BC’s Culture Guard terms Drag Queen events ‘child endangerment’
January 17, 2020 (RoadKillRadio News) — Public libraries that display “age-inappropriate material”, including salacious LGBTQ2S+ books or ‘Drag Queen Story Hour’ for tots, could lose state funding, and see librarians who break the law fined or even jailed, under legislation proposed by Missouri State Rep. Ben Baker.
Baker’s Parental Oversight of Public Libraries Act was drafted in reaction to ‘Drag Queen Story Hours’ being held across the state.
“In some places—St. Louis, Kansas City and I think St. Jo (Joseph)—they’ve had these drag queen story hours, and that’s something that I take objection to; and I think a lot of parents do,” Baker said. “That’s where, in a public space, our kids could be exposed to something that’s age-inappropriate. That’s what I’m trying to tackle.”
The bill requires each library district to create a five-adult “oversight board” to hold public hearings and decide whether material is age-appropriate. Material deemed inappropriate would be placed in a restricted area, not accessible by minors.

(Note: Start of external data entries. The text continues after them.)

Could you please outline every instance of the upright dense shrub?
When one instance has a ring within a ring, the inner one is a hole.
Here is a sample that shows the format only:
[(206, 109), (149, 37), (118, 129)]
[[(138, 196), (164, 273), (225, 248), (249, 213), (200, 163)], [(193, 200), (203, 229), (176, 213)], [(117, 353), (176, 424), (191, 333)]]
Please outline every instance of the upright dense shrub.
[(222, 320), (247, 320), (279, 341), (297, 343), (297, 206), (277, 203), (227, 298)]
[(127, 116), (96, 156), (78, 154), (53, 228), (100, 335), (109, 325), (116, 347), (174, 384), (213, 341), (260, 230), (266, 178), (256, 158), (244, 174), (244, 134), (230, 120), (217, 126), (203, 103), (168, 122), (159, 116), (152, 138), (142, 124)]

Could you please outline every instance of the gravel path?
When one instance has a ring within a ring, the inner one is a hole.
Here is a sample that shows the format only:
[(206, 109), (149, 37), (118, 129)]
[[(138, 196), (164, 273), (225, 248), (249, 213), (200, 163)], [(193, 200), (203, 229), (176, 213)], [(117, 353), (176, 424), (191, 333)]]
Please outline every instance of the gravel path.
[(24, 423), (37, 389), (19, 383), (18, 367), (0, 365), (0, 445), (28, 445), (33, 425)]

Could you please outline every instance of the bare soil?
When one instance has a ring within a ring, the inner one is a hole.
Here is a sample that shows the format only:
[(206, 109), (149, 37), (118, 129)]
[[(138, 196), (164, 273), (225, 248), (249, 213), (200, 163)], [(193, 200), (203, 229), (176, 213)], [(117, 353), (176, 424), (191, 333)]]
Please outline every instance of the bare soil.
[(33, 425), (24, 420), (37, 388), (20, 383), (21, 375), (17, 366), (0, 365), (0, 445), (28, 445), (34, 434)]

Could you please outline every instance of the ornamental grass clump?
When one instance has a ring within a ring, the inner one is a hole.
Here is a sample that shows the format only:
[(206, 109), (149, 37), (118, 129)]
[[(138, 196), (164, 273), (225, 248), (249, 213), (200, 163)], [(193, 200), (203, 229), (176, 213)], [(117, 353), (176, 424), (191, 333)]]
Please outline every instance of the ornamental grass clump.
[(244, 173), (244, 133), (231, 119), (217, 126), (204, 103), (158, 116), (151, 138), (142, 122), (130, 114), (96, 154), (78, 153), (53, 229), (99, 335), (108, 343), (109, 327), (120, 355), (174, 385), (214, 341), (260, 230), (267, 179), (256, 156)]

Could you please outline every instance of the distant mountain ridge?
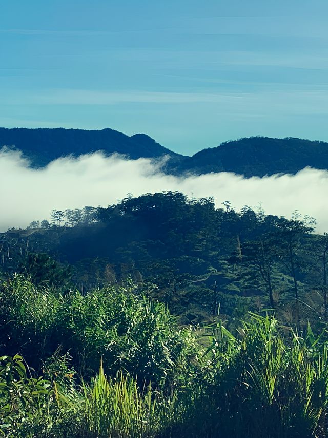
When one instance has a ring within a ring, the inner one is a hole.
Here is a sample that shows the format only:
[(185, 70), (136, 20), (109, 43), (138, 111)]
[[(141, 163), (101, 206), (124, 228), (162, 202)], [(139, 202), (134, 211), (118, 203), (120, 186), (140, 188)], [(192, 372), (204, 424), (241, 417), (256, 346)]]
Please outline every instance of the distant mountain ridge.
[(250, 178), (295, 174), (308, 166), (328, 169), (328, 143), (291, 137), (242, 138), (203, 149), (171, 167), (179, 173), (233, 172)]
[(295, 138), (242, 138), (188, 157), (170, 150), (144, 134), (129, 137), (109, 128), (0, 128), (0, 148), (4, 145), (22, 150), (34, 167), (63, 156), (102, 150), (108, 155), (122, 154), (131, 159), (168, 156), (164, 170), (176, 175), (226, 172), (249, 178), (294, 174), (307, 166), (328, 169), (328, 143)]
[(98, 150), (118, 153), (130, 158), (177, 156), (145, 134), (131, 137), (114, 129), (66, 129), (64, 128), (0, 128), (0, 147), (15, 146), (34, 166), (44, 166), (60, 157), (78, 156)]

Librarians who broke the law could be fined up to $500, and/or be sentenced to up to a year in jail.
Baker insists the bill is about programming, not books.

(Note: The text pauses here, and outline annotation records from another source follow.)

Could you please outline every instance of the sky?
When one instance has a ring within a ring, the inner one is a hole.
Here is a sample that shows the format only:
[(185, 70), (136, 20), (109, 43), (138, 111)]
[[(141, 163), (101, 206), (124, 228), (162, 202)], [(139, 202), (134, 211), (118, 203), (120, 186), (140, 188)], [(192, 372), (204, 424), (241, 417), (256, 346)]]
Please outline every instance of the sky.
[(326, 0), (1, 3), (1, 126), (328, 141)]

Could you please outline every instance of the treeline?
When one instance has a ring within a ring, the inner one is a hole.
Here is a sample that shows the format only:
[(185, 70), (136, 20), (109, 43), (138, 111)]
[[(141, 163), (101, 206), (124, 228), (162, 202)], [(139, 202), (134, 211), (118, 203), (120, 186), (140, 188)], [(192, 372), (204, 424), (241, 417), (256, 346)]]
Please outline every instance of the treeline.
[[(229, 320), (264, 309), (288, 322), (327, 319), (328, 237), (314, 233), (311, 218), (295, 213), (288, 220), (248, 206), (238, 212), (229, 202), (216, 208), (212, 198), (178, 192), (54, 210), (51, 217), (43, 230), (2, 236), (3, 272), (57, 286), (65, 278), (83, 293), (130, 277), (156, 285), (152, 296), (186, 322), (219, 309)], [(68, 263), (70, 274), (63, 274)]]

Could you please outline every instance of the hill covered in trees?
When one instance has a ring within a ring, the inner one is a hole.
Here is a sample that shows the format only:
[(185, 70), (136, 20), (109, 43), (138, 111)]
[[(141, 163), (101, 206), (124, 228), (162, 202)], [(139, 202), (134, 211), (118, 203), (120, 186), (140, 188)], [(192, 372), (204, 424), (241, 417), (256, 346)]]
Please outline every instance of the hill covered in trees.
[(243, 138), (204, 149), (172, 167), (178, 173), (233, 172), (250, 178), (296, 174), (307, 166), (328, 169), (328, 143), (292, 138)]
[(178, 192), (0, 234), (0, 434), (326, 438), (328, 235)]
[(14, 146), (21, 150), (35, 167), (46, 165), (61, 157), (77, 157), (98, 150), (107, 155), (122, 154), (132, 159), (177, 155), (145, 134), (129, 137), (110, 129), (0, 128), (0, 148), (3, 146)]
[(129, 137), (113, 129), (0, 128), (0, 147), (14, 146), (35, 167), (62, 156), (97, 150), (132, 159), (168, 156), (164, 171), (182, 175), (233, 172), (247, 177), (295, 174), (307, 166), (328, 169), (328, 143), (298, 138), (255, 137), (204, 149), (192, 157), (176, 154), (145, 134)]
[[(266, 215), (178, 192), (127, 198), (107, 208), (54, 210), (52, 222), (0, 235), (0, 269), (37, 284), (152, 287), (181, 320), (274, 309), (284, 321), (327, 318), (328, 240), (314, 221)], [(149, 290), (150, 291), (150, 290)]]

“If we were trying to ban books or censor literature, I would kill the bill, myself,” Baker said.
“But some of those [Drag Queen] events are open from ages one to teen years,” Baker said. “I don’t think a 2-, 3-, 4-year-old is prepared to grapple with those ideas; and I don’t think they should be subjected to that just by walking through the library.”
Baker called the story hours a public safety issue, saying they have “drawn child predators, pedophiles” in the past.

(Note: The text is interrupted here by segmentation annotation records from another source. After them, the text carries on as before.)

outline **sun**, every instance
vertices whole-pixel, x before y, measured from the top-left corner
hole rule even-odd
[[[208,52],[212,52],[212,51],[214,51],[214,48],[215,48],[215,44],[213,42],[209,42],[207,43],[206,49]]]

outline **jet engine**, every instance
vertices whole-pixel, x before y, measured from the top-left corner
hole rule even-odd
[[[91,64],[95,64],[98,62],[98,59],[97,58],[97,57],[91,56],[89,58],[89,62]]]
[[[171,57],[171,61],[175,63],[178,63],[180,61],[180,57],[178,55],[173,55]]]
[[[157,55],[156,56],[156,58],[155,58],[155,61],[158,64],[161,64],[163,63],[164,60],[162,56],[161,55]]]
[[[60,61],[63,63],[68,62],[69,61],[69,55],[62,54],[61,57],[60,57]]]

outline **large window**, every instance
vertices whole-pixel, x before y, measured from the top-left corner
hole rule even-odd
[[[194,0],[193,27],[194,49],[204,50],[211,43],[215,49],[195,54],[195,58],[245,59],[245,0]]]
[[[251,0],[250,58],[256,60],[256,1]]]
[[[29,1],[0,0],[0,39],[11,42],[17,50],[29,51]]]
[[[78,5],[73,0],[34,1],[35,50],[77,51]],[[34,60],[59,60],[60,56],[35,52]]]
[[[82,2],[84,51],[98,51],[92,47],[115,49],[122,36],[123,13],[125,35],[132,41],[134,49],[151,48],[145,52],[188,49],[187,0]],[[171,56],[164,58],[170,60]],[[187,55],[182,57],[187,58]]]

“Libraries should be inclusive and safe spaces for all children,” says BC’s Culture Guard executive director Kari Simson, who said she’d like to see similar protective legislation in BC. She criticized “parents stupid enough to expose their children to a deviant agenda that’s designed to entrap them into a ‘progressive’ and dangerous sexualized agenda.”
“That’s child endangerment,” Mrs. Simpson stated.
She continued: “Informed and engaged parents should seek to have the courts jail any librarian responsible for inviting this form of abuse into a public facility. This legislation needs to be adopted all across North America.”
“I think there are communities where doing a drag queen story time is throwing something in people’s faces, a deliberate provocation,” Crosby Kemper III, Kansas City Public Library’s outgoing executive director, said.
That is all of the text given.